Why are older female workers at a major workplace disadvantage?

On Behalf of | Nov 30, 2021 | Workplace Discrimination |

Women are generally at a disadvantage in many workplaces even though there are laws that protect them from harassment and discrimination.

When they are young, they may face intense sexual harassment from coworkers, clients or even supervisors. When they are in their twenties and thirties, management may overlook them for promotions because of an assumption they want to start a family rather than focus on their career.

Once a woman has several decades of experience in her field, she’ll be in a great position to assume a management role or otherwise move up within her company.

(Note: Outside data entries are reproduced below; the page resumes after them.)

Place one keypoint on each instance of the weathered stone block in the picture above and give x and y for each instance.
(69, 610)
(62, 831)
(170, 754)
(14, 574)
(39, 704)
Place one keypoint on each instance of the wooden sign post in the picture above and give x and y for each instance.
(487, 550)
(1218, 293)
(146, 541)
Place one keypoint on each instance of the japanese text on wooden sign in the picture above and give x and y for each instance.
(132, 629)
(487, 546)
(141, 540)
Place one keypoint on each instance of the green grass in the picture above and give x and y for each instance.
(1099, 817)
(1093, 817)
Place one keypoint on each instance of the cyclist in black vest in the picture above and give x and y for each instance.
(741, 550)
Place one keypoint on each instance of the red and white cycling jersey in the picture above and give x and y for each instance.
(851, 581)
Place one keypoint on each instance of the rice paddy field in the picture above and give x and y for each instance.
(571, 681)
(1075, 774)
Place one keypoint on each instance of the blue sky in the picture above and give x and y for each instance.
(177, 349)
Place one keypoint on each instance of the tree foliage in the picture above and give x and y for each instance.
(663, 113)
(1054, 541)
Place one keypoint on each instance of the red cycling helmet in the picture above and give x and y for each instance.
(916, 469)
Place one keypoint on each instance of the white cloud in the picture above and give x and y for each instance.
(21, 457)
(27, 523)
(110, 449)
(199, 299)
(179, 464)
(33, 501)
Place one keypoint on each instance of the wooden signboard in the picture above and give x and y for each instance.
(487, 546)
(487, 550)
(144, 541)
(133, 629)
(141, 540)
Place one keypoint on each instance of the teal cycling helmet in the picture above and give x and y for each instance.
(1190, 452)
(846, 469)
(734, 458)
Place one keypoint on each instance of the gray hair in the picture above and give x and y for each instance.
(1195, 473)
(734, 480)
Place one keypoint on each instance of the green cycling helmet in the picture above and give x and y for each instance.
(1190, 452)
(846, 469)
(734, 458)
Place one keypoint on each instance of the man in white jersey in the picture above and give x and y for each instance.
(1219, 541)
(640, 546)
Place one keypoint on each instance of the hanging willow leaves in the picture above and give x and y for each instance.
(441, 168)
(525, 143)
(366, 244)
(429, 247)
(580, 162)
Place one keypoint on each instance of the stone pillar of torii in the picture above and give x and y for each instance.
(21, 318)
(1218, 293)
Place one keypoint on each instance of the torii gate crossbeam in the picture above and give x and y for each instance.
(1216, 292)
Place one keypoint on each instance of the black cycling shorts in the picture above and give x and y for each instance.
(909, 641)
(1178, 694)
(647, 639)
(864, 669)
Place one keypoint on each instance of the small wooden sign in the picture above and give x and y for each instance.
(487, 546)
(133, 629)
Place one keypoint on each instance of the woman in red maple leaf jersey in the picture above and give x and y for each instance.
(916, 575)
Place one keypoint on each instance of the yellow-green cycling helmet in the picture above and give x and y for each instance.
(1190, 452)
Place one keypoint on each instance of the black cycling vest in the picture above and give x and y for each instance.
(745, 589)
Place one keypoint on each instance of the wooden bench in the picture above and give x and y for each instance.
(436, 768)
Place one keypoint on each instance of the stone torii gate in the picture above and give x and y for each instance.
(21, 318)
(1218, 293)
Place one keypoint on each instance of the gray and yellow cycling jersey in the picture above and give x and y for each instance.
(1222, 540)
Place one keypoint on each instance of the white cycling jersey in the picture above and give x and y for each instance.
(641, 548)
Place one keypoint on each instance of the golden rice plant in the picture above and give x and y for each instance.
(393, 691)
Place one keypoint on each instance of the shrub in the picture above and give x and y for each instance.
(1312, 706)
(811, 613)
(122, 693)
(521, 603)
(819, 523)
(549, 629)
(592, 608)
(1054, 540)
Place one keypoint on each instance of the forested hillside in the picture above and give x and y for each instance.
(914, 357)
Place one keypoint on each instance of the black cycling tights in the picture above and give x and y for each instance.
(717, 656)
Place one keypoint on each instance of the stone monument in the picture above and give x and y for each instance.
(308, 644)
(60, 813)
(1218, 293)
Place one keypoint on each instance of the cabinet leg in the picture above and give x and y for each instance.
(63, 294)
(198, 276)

Unfortunately, the strong internal biases that many people have regarding older women will affect the opportunity is available to a woman in her forties, fifties and beyond.

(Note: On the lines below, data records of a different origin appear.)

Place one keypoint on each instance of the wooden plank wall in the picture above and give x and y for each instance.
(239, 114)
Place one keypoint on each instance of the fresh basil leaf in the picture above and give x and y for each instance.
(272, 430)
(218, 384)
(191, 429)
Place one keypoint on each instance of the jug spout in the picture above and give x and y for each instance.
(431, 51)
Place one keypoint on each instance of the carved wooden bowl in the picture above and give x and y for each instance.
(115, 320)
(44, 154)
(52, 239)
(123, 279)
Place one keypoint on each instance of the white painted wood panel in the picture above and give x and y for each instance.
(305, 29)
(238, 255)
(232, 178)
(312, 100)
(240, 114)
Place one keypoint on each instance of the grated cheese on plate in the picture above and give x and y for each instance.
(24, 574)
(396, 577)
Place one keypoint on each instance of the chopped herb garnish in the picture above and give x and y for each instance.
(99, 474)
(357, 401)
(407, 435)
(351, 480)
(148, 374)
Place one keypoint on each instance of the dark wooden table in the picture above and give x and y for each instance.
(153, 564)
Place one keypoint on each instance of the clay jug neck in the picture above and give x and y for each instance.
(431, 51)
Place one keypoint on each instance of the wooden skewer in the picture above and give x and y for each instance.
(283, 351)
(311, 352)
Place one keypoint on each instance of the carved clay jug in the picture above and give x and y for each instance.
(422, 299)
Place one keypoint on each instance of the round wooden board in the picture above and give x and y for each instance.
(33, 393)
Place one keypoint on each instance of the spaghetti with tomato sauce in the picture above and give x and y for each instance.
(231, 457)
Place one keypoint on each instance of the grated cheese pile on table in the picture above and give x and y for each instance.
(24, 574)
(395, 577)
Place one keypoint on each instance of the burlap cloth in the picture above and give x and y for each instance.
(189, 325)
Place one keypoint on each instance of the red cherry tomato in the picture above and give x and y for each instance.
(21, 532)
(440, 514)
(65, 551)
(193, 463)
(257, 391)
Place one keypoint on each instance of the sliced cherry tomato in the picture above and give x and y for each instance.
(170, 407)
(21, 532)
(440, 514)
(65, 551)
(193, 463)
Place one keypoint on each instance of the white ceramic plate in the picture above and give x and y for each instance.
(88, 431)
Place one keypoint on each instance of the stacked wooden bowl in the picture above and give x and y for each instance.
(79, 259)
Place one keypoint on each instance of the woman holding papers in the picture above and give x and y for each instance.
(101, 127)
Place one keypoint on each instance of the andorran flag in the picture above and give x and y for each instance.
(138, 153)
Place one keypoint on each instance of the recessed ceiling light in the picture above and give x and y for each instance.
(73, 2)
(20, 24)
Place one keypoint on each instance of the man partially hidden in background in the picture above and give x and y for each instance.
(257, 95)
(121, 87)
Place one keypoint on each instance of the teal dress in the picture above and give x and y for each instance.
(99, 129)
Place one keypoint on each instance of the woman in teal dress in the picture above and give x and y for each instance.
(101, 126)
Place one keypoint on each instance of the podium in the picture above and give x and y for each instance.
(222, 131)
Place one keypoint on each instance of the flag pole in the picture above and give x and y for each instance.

Lookism is a powerful force of sex discrimination

Lookism is the practice of judging a person’s value based on their appearance. Researchers have long upheld a strong correlation between how attractive people consider someone to be and their advancement opportunities and wages.

More attractive people are likely to receive more opportunities in business, and are also more likely to earn higher wages than their coworkers. Unfortunately, the way society judges a woman’s appearance largely has to do with how youthful she looks. Older men can still seem attractive to many people, but older women are largely viewed as distasteful.

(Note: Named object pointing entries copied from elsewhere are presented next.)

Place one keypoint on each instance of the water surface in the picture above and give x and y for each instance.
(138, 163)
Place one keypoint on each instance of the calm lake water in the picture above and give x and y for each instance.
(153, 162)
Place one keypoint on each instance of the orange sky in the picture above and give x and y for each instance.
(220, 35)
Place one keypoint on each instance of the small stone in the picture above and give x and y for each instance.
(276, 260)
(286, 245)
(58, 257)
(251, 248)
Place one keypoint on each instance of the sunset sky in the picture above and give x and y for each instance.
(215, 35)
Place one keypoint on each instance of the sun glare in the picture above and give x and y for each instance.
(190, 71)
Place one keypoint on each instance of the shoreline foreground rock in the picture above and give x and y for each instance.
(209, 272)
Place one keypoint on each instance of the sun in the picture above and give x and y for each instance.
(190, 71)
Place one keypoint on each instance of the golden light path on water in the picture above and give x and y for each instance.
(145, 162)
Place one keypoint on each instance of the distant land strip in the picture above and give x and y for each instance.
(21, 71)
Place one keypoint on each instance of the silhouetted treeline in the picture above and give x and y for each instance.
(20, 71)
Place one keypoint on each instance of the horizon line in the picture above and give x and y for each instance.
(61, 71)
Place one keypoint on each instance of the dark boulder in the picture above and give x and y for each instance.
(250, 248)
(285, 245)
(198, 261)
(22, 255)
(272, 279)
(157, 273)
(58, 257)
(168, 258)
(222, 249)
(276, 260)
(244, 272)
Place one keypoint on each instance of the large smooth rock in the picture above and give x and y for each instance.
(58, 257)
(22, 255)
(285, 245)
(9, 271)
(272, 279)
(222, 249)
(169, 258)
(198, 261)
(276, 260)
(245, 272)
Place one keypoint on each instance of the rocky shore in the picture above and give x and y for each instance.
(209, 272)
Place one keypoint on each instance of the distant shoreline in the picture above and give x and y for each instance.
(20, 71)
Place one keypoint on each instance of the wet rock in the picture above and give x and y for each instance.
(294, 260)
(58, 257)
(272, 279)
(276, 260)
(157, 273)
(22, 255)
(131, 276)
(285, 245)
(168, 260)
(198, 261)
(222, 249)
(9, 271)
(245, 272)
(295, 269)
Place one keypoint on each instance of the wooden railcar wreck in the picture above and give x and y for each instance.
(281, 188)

When a woman displays signs of age and experience, people may find her less attractive and may therefore perceive her to be less pleasant and more abrasive. Ultimately, these changes in perception can limit what opportunities she receives in the workplace. At the same time that her male counterparts have countless opportunities available to them, she may find herself pressed firmly against a glass ceiling with nothing but her naturally aging appearance putting her at a disadvantage. 

Work performance should matter more than your appearance for employment decisions

Older women in the workplace face not just sexism which demands a performance of beauty from every woman but also ageism that views older people as worth less than younger people.

When your employer or a prospective future employer makes decisions about your future with their company, that decision should focus on your capabilities and work history, not on your appearance or your age. Recognizing lookism as a form of sex discrimination could help you fight back against unfair behaviors by employers.